“Stress” aslında bir fizik terimi olarak ortaya çıkmıştır ve Baskı – Zorlama manasında TDK ‘ nın ruh bilim tabirleri sözlüğünde yer almıştır.
Psikoloji literatüründeki haliyle en sade olarak Davis (1990) gerilimi; bireyin hisleri, niyet süreçleri yahut bedensel açıdan baş edebilme gücünü tehdit eden bir tansiyon durumu olarak tanım etmiştir. Bu tanımdan yola çıkarsak her bireyin günlük ömür olaylarıyla baskı altında kalması doğal bir süreçtir. Yani gerilim ömrümüz için doğal bir olgudur ve her birimizin gerilim ile baş etme mahareti vardır. Fakat 2 faktör gerilim ile baş etmede zorlanmamızı ve hatta bazen sıhhat durumumuzu tehdit edecek halde gerilimin baş etme becerilerimize karşı galip gelmesi durumunu yaratır. Artık bu iki faktörü açalım. 1. Faktör genetik faktörlerinde dayanak verdiği fakat yüklü olarak varoluşumuzun birinci gününden itibaren oluşan ömür olayları ile geliştirdiğimiz baş etme marifetlerimiz. Bu hünerler ne kadar gelişmiş ve güçlü olursa gerilimli durumlarla o derece çaba edebiliriz. 2. Faktör ise natürel ki gerilimli ömür olaylarına ne derece maruz kaldığımız ve bu olayların ne derece güçlü olduğu.

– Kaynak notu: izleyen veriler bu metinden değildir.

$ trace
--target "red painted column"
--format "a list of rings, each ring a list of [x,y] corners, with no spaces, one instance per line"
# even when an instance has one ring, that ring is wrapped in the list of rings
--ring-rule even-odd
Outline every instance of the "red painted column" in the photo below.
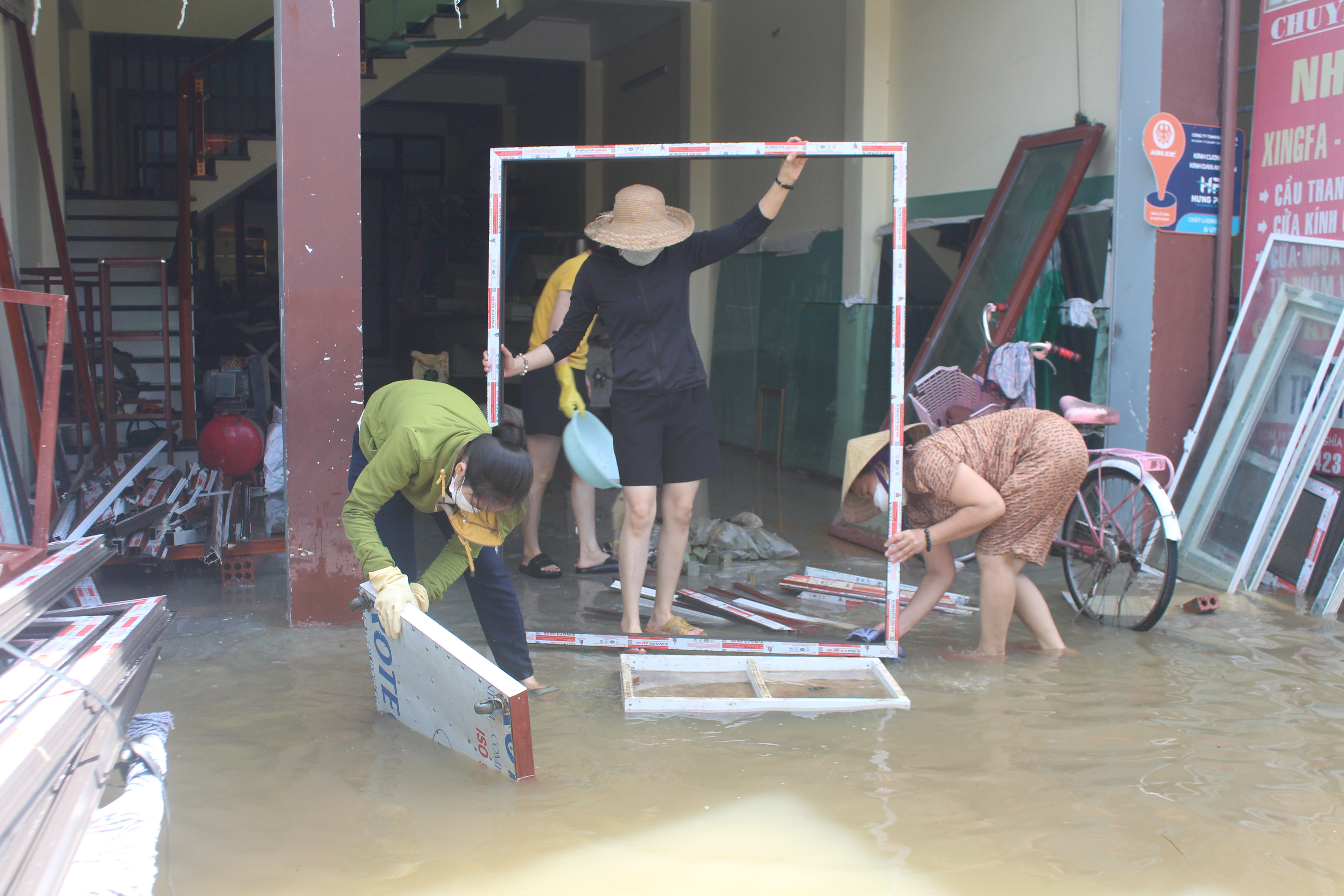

Aslında bir metaforla şöyle izah edilebilir. Bu bir spor karşılaşması üzere düşünülürse baş etme sistemlerimizi bir ekip olarak düşünelim ve ismini da BEM koyalım bem ile gerilim ekipleri ortasında daima bir rekabet ve karşılaşma vardır. Maç içinde birtakım anlarda gerilim grubu güzel bir tertip ile bem e karşı skor yapabilir. Ya da bem çok güzel bir savunmaya sahipse baskılı ataklara ve skor gayretine hoş karşılık verir ve skor bahtı vermez. Fakat tabi bem daima antreman yapmalı ve grup gücünü yükseltmelidir ki maçları kazanabilsin.
Lakin tabi gerilim bu eğlenceli metafordaki kadar pak değildir. Son yıllarda yapılan bilimsel çalışmalar gerilimin kimyasını açığa çıkardıkça gerilimin ne kadar tehlikeli olduğunu daha uygun anlıyoruz. Uzmanlar çalışmalar ilerledikçe tarihin en azılı virüslerinden bile daha tehlikeli bir düşman olduğunda hem fikir oldukları gerilim ile ilgili daha faal tahliller geliştirmek için profesyonel yardım almak konusunda tavsiyelerde bulunuyorlar. Gerilim, son periyotta hakkında daha fazla bilgi sahibi epeyce insanlık tarihinin en başından beri bir baş belası ve insanlığın en korkutucu seri katili unvanına hak kazanmıştır. Bununla bir arada bu azılı katili kendimizden uzak tutmak için gerekli çabayı göstermiyor olabiliriz. Gerilimin bilinen tüm fizyolojik rahatsızlıkların altında yatan kaynaklardan biri olduğunu belirten uzmanlar, her gün daha fazla tıbbi teşhis ile ilgili tedavi prosedürüne gerilimle baş etme çalışması ekliyorlar. Gerilimle baş etme çalışmalarının günlük hayatın bir modülü olması gerektiğini artık tartışma götürmeyen bir gerçek.